The SSE principle in K-means algorithm is as follows: According to step (5) of the K-means method, as K’ increases, the differences within each cluster decrease. This gradually minimizes the variance. When K’ is smaller than the true K, adjusting the K’ value reduces the differences within each group and SSE declines rapidly. Eventually, it reaches a point near the true K, where SSE shows a sudden change—this inflection point is of interest. Beyond this point, as K’ continues to increase, SSE stabilizes and does not decrease considerably. Thus, the appropriate number of clusters is generally indicated by the inflection point determined by the impact of K’ on the SSE. The main formulae are shown in (5), where a represents the data in each clustering group C_i and bi is the centroid of C_i.

S S E = \sum_{i = 1}^{k} \sum_{a \in i} {|a - b_{i}|}^{2}

(A2)

Appendix A.2. Optimization of the Apriori Algorithm

The Apriori algorithm (prior criterion) was selected for mining frequent itemsets of Boolean data for association rule mining based on various data characteristics. This algorithm could effectively and rapidly mine association rules.

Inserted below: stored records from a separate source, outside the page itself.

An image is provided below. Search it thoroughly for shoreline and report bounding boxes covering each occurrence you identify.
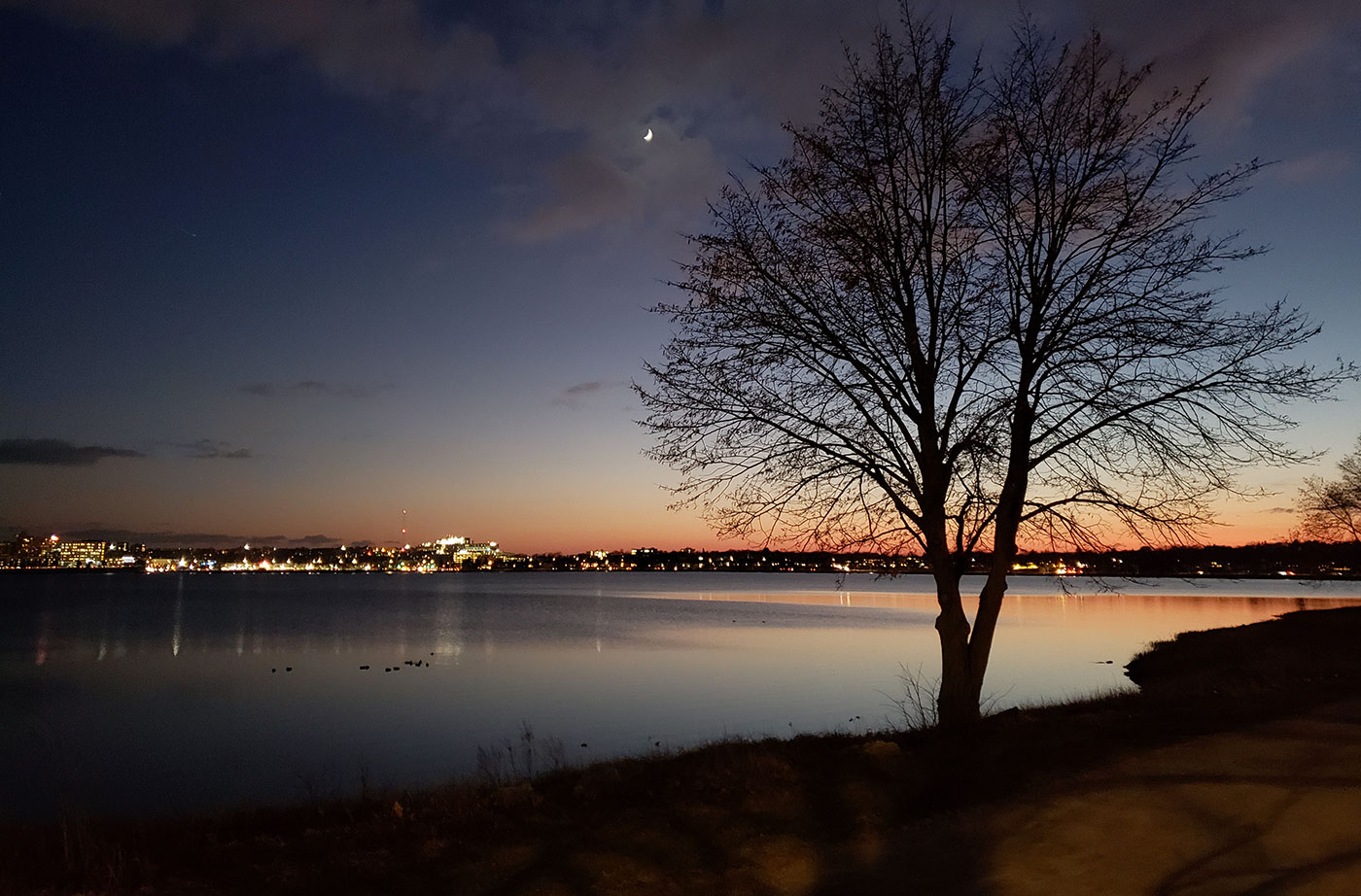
[0,607,1361,896]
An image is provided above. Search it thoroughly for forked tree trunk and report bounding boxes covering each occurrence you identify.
[935,567,981,730]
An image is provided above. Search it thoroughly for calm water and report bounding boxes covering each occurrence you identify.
[0,572,1361,818]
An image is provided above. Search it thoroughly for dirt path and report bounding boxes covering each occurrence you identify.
[979,699,1361,896]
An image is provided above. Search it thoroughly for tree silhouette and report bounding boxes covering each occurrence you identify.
[1300,438,1361,544]
[637,8,1350,726]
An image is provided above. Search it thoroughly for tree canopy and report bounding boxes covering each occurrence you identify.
[1300,438,1361,544]
[639,10,1347,722]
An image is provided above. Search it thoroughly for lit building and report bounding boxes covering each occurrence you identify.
[52,535,105,567]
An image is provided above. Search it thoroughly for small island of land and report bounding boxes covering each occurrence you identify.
[0,607,1361,896]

Figure A1. Apriori algorithm flowchart.

Figure A1 shows the flowchart of Apriori algorithm that scans the database each time a frequent itemset is obtained. Consequently, the traditional Apriori algorithm is limited to handling datasets with few categories and small data volumes. In cases wherein numerous categories and large data volumes are involved, the disk performance of typical computers may not be able to manage the multiple database scans; this considerably reduces the computational efficiency. Therefore, the original algorithm structure must be optimized. To meet the minimum confidence criteria, the Apriori algorithm often unveils association rules that do not align with the actual research scenario when interpreting some strong association rules. For instance, in a dataset containing 100 entries, where the influencing factor X appears 60 times and the outcome Y appears 80 times as well as X and Y co-occurring 40 times, the probability of X and Y occurring together is 40%. Given the presence of X, the probability of Y occurring is 67%. Contrarily, without X, the probability of Y occurring is 80%. This suggests that the presence of X decreases the probability of Y, implying that X and Y are not associated. In addition to confidence, other metrics also need to be integrated.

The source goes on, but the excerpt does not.